Their previous research has shown that some areas near the banks had a salt concentration low enough that humans could drink safely.

The European accounts of the first encounters with the island in the eighteenth century include passages where the natives seem to simply drink sea water.

Since the human body can not process the high concentration of salt in seawater, this supports the team's theory of groundwater discharge.

The process of unloading coastal groundwater makes it possible for humans to collect fresh drinking water directly where it emerges on the coast of the island.

All statues have heads that are too large and are believed to be living faces of deified ancestors.

Wrapped in a mystery, this small mass of triangular land, stranded in the middle of the South Pacific and 1,289 miles from its nearest neighbor, has been the subject of endless books, articles and scientific theories.

WHAT ARE THE STATUES ON THE ISLAND OF PASCUA AND WHAT DOES IT MEAN?

What are statues?

Moai are monolithic human figures carved by the Rapa Nui people on Easter Island, between 1,250 and 1,500 AD.

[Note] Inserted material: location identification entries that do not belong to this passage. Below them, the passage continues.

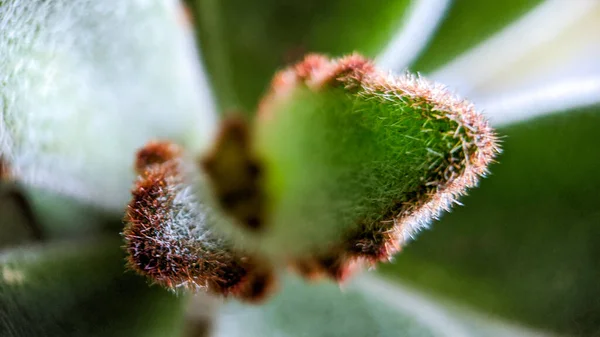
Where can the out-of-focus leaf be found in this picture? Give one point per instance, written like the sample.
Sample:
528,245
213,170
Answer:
366,307
526,245
80,290
18,224
62,217
83,84
467,23
244,42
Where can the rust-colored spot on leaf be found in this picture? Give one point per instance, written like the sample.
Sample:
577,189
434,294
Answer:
179,253
235,175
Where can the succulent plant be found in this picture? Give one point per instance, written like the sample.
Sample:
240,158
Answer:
163,163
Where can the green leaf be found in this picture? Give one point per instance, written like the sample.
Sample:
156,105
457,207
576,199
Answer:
244,42
80,289
525,245
345,162
18,224
84,84
366,307
468,23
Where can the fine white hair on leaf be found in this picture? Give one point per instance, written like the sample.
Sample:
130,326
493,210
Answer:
422,21
85,83
495,55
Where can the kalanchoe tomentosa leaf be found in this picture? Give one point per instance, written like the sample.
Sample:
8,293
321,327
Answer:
167,237
342,165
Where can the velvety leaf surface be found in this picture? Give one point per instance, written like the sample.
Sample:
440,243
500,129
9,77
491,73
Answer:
80,290
83,84
244,42
344,162
526,244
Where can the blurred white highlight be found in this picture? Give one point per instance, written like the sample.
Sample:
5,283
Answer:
545,62
421,23
554,97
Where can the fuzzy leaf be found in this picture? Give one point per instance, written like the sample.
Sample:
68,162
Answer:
345,163
525,245
244,42
80,290
466,24
84,84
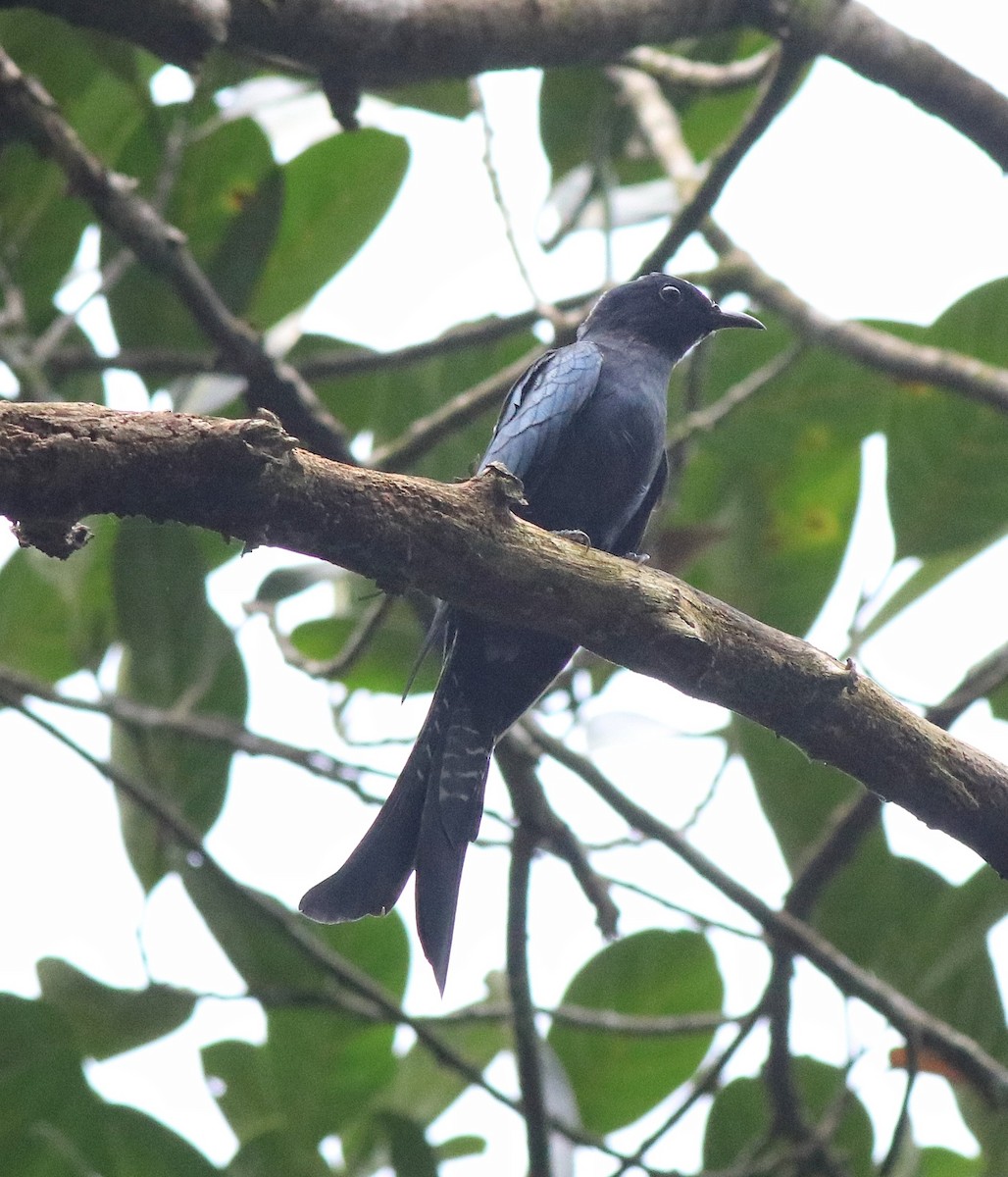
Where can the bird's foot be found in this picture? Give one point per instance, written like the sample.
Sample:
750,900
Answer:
576,537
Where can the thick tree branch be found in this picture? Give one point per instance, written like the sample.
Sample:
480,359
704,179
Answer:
358,44
461,542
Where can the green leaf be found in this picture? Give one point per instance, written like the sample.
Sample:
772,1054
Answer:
143,1146
51,1122
943,1163
932,572
41,224
410,1153
797,795
269,958
740,1119
423,1087
110,1021
177,656
920,934
948,454
387,400
34,621
387,662
335,194
276,1152
227,189
618,1077
779,480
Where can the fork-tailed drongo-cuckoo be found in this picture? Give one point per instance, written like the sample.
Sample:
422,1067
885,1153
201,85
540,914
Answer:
583,430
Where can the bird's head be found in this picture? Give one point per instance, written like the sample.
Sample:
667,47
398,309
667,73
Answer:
665,312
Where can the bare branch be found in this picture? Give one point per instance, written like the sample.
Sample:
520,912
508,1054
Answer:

All figures have heads that are too large and are believed to be living faces of deified ancestors.

The 887 statues contemplate the interior of the island with an average height of 13 feet (four meters).

No one really knows how the colossal stone statues that guarded Easter Island were placed in position.

Nor why during the decades after the discovery of the island by the Dutch explorers in 1722, each statue was systematically toppled, or how the island population of Rapa Nui was decimated.

Wrapped in a mystery, this small mass of triangular land, stranded in the middle of the South Pacific and 1,289 miles from its nearest neighbor, has been the subject of endless books, articles and scientific theories.

All but 53 of the Moai were carved into tuff, compressed volcanic ash, and about 100 use red scoria pukao.

What do you mean?

In 1979, archaeologists said the statues were designed to contain coral eyes.

It is believed that the figures are a symbol of authority and power.

It is possible that they have incarnated old bosses and that they were deposits of spirits or "mana".

They are positioned for ancient ancestors to watch the villages, while seven look out to sea to help travelers find land.

But it is a mystery how the vast carved stones were transported to their position.

In its remote location off the coast of Chile, it was believed that the ancient inhabitants of Easter Island had been eliminated by the bloody war, while fighting for the increasingly scarce resources of the island.

The only thing they left behind were the emblematic giant stone heads and an island full of sharp triangles of volcanic glass, which some archaeologists have believed were used as weapons.